Siendo de Sevilla , he crecido a la orilla de un río presidido por la torre del oro, el único navegable hacia el interior para transportar las riquezas de las Indias. De pequeña, soñaba con la torre de la plata, la gemela ausente al otro lado del río, donde ahora hay un restaurante de postín. Y en la cadena que las unía y franqueaba el acceso a la ciudad.

Soñaba con los relatos que contarían aquellos hombres que volvían del país de nunca jamás. De una tierra ignota y mágica, donde había alimentos inimaginables, pájaros de mil colores, bestias exóticas y hombres de piel oscura y religión impía que vivían desnudos.

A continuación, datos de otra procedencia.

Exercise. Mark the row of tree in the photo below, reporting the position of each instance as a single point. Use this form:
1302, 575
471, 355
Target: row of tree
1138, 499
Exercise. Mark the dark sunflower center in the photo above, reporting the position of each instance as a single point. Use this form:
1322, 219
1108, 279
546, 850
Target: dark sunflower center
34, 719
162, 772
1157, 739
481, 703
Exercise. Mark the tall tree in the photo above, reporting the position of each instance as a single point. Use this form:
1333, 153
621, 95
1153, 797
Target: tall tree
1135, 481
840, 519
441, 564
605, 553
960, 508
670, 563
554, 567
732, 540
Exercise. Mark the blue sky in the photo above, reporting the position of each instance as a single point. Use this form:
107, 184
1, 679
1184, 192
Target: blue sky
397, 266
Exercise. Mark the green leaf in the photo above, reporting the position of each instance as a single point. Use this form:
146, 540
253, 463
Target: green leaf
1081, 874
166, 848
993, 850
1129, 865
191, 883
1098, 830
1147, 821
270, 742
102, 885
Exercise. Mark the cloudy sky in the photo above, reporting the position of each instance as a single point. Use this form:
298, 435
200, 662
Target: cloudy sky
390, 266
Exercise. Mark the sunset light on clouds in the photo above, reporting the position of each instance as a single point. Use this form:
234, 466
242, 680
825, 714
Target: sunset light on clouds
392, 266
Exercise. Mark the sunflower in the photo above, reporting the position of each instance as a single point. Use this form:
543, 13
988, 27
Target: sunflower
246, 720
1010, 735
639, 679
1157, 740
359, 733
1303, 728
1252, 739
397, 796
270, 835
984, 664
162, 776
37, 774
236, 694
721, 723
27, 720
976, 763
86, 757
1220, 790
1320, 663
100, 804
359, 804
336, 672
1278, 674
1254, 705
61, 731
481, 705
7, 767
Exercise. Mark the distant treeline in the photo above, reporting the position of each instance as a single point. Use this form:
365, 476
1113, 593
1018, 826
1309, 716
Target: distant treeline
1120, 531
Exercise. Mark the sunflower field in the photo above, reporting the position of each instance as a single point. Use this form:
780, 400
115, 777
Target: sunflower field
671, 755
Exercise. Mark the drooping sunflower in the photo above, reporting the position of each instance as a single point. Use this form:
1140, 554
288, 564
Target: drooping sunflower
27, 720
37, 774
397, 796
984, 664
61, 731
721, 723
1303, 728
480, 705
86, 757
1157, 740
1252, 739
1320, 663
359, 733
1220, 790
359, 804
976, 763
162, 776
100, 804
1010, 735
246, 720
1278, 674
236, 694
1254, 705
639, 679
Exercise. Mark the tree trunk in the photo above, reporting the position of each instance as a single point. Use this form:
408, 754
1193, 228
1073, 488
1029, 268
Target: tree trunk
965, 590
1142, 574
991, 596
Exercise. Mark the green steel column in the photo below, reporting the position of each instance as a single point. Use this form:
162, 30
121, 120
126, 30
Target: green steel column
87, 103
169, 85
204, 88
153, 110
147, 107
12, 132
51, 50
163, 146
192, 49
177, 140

Y como la vida me lo puso por delante, me tocó patearme México casi de pe a pa. Y en uno de esos viajes a Veracruz arribé a una playa salvaje de la misma costa en la que había desembarcado, quinientos años atrás, un porquero loco y extremeño, enano y patizambo, con barbas mesiánicas y ojos de fuego.

Allí, in situ , y tras unas cuantas biografías de Cortés a las espaldas, sintiéndome más pinche Malinche que nunca, comprendí mi querencia en la vida, mi fascinación por ese momento de la historia, por ese brote de genialidad que solo pueden permitirse el amor o la locura y que me deja sin refugio posible: quemar las naves.